- Born: April 25, 1922 Manhattan
- Died: December 18, 2008 (age 86)
- Education: B.A. New York University M.A. Columbia University
- Occupation: Businessman
- Known for: founder of Biocraft Laboratories
- Spouses: Beatrice Snyder; Tamar Snyder;
- Children: Beryl Snyder Brian Snyder Jay Snyder

= Harold Snyder =

American businessperson (1922–2008)

Harold Snyder (April 25, 1922 – December 18, 2008) was an American businessperson who started Biocraft Laboratories, one of the earliest manufacturers of generic drugs.

==Early life and education==
Snyder was born to a Jewish family in Manhattan and attended Erasmus Hall High School in Brooklyn. He attended New York University for his undergraduate studies and was awarded a master's degree from Columbia University in 1950, majoring in natural science.

==Biocraft Laboratories==
He founded Biocraft Laboratories in Fair Lawn, New Jersey, in 1964 together with his wife Beatrice, who headed the company's financial operations and developed its inventory system. The firm produced antibiotics, such as penicillin and tetracycline, waiting for the expiration of patents on brand-name medications and then producing generic equivalents at lower prices. Biocraft was listed on the New York Stock Exchange in 1985, with Snyder stating that it was the first generic drug manufacturer to be listed on the Big Board.

The Snyders played a major role in establishing the standards and approval process with the U.S. Food and Drug Administration for generic pharmaceuticals. In 1991, Snyder expressed his concerns regarding FDA approval processes that had multiple chemists raising issues regarding generic versions of brand-name drugs.

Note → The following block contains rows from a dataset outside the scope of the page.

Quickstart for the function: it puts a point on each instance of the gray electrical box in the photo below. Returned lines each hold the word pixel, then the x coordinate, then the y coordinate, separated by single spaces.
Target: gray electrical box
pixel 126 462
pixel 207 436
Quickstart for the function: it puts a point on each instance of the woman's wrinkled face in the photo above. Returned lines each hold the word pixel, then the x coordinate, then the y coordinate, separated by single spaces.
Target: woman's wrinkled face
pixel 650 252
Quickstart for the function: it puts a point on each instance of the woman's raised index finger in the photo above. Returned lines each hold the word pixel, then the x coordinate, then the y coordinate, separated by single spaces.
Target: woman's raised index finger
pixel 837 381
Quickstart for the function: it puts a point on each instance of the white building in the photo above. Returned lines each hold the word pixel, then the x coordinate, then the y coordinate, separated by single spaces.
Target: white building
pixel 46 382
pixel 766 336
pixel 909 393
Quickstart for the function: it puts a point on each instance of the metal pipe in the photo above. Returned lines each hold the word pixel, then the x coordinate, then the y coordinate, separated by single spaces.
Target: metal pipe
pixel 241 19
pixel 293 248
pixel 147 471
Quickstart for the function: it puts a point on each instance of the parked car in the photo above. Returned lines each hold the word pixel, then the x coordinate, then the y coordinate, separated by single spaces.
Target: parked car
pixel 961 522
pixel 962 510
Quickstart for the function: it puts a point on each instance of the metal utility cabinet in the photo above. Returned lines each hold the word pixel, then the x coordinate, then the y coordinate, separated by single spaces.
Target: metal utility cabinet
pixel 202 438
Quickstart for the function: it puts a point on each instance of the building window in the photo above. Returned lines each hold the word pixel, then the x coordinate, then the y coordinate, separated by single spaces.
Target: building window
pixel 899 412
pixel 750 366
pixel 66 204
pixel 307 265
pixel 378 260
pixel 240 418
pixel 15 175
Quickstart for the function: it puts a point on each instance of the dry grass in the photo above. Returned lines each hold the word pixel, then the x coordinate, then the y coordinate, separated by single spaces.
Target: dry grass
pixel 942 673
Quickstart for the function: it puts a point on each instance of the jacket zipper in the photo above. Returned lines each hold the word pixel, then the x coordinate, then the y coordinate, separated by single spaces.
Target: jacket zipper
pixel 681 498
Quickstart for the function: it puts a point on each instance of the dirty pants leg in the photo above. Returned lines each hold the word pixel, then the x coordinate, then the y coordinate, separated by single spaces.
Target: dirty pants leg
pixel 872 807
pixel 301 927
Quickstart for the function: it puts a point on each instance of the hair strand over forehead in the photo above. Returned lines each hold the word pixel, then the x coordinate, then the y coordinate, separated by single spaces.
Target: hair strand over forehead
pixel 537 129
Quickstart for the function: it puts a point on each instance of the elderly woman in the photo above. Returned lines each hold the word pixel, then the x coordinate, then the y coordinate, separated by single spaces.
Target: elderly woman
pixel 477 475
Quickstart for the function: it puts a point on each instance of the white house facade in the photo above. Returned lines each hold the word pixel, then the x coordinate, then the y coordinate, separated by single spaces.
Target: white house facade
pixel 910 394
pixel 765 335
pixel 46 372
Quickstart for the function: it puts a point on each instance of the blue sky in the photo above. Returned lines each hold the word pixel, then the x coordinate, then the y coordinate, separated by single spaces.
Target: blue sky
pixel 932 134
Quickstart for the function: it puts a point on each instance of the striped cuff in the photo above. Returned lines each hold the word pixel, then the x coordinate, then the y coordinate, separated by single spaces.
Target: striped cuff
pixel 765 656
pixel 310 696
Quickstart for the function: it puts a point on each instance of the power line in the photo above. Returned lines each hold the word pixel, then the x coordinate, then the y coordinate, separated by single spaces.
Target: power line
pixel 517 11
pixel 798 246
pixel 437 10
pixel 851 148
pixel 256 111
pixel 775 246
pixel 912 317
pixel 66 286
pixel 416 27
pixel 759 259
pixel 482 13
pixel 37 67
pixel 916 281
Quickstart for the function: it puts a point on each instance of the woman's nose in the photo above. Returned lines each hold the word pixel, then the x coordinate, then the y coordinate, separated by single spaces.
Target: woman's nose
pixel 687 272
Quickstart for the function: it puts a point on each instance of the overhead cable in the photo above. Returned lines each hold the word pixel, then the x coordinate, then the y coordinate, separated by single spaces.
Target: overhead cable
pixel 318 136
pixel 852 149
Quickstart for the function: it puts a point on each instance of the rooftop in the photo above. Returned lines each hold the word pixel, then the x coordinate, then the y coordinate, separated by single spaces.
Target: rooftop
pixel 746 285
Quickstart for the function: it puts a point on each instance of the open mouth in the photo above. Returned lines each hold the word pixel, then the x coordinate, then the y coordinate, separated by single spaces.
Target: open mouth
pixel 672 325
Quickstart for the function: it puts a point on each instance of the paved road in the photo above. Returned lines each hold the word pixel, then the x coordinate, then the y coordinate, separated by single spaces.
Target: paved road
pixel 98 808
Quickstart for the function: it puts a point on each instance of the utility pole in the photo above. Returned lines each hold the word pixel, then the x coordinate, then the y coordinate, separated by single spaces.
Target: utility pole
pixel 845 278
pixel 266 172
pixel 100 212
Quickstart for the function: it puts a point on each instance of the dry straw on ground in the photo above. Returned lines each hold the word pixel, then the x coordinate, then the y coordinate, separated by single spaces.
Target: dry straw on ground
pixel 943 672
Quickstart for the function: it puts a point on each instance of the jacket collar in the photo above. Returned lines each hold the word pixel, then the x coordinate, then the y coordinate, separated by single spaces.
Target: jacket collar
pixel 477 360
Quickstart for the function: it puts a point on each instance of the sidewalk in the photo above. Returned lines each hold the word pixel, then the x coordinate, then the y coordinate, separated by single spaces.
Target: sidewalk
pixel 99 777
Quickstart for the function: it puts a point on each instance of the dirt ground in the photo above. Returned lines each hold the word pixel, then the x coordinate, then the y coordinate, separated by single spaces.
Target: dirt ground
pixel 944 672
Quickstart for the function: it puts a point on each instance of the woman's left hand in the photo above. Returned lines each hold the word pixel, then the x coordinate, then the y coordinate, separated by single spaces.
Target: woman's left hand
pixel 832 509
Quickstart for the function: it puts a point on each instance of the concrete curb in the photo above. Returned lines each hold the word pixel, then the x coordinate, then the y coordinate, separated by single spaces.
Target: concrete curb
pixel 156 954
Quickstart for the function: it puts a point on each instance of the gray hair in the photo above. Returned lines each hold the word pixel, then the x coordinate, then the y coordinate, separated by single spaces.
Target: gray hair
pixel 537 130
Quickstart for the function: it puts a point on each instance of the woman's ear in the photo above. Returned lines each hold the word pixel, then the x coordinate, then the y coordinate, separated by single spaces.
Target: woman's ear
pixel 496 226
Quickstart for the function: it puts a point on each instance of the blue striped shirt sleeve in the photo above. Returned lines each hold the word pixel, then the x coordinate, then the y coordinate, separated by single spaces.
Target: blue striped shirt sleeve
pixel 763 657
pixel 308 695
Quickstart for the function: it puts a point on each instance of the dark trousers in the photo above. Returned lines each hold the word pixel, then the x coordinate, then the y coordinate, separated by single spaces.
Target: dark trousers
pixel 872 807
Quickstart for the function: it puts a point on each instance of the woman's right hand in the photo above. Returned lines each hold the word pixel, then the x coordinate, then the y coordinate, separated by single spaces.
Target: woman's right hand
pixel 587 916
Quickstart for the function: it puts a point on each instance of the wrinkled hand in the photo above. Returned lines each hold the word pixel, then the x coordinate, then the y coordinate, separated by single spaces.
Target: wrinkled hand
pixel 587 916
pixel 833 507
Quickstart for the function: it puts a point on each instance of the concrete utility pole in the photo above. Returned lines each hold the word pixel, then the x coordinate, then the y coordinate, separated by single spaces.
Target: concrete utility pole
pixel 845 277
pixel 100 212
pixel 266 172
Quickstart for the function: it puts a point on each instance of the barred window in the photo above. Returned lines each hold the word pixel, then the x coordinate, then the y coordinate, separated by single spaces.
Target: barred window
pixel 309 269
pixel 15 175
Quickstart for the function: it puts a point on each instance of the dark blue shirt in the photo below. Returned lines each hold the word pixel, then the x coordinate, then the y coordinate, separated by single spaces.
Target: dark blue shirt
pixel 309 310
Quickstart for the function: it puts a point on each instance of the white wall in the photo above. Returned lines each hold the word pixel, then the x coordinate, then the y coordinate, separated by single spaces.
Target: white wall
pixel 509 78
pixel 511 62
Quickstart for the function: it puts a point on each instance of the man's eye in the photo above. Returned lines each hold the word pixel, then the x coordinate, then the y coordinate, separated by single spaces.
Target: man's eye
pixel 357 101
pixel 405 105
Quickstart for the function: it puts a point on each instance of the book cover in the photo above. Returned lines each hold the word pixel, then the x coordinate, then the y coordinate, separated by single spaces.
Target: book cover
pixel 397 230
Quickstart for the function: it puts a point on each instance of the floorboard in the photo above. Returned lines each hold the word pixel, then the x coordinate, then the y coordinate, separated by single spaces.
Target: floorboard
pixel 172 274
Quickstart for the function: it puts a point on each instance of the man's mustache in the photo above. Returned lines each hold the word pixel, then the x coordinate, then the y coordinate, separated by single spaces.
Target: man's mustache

The firm was able to produce generic versions in 1981 of Co-trimoxazole, which had been manufactured and sold under the brand names Bactrim and Septra in 1981, with the generics sold for half the price of the brand-name equivalents. Biocraft was able to use documentation previously prepared by Hoffmann–La Roche and Burroughs Wellcome, the original makers of the two drugs, to cut the cost of creating the processes needed to manufacture generic versions and obtain FDA approval. Burroughs Wellcome filed an appeal of the decision to allow approval of the Biocraft generic versions, with Snyder arguing that "Every day they can keep the generics off the market means more money in their pockets".

The firm opened a plant in Missouri in the 1980s that produced the active ingredients for the company's medications, and shipped those products to the Biocraft facilities in New Jersey for assembly and distribution.

===Bioremediation===
After a pipe burst at the company's Waldwick, New Jersey facilities, 33,000 gallons of chemicals contaminated the soil and groundwater at the site. Together with his employees, Snyder developed a technique to pump magnesium, nitrogen and other nutrients into the soil to help bacteria naturally present underground to digest the pollutants – which included benzene, methylene chloride, toluene and xylene – with carbon dioxide and water as the main byproducts, using a small pump house, two tanks and a network of pipes under the ground to implement the process. In the early 1980s, Snyder reported that the process had been used to successfully treat a soil sample from the Lipari landfill in Bridgeport, New Jersey, one of the state's most contaminated sites, and had been unofficially approved by the New Jersey Department of Environmental Protection for use at the Biocraft spill. Snyder estimated that the new method had purified five million gallons of contaminated water in three years at a cost of $80,000 compared to more than $2 million for traditional methods which would have taken years more to complete. Snyder patented the process in 1983, but did not develop the method on a commercial basis. Other bioremediation systems that use plants and microorganisms to clean up contaminants have been widely used since.

===Teva Pharmaceutical===
With annual sales of $150 million at the time, Biocraft was taken over by Teva Pharmaceutical Industries in 1996 in exchange for stock. Snyder was named a director at Teva. In 1997, he established HBJ Investments to invest in medical technology and pharmaceutical companies.

==Death==
A resident of Manhattan and Westhampton, New York, Snyder died at age 86 on December 18, 2008, in Manhattan due to respiratory failure. His first wife, Beatrice, died in 1998, when they had been living in Cliffside Park, New Jersey. Snyder was survived by his second wife, Tamar Hirschl, three children, Beryl, Brian and Jay and six grandchildren.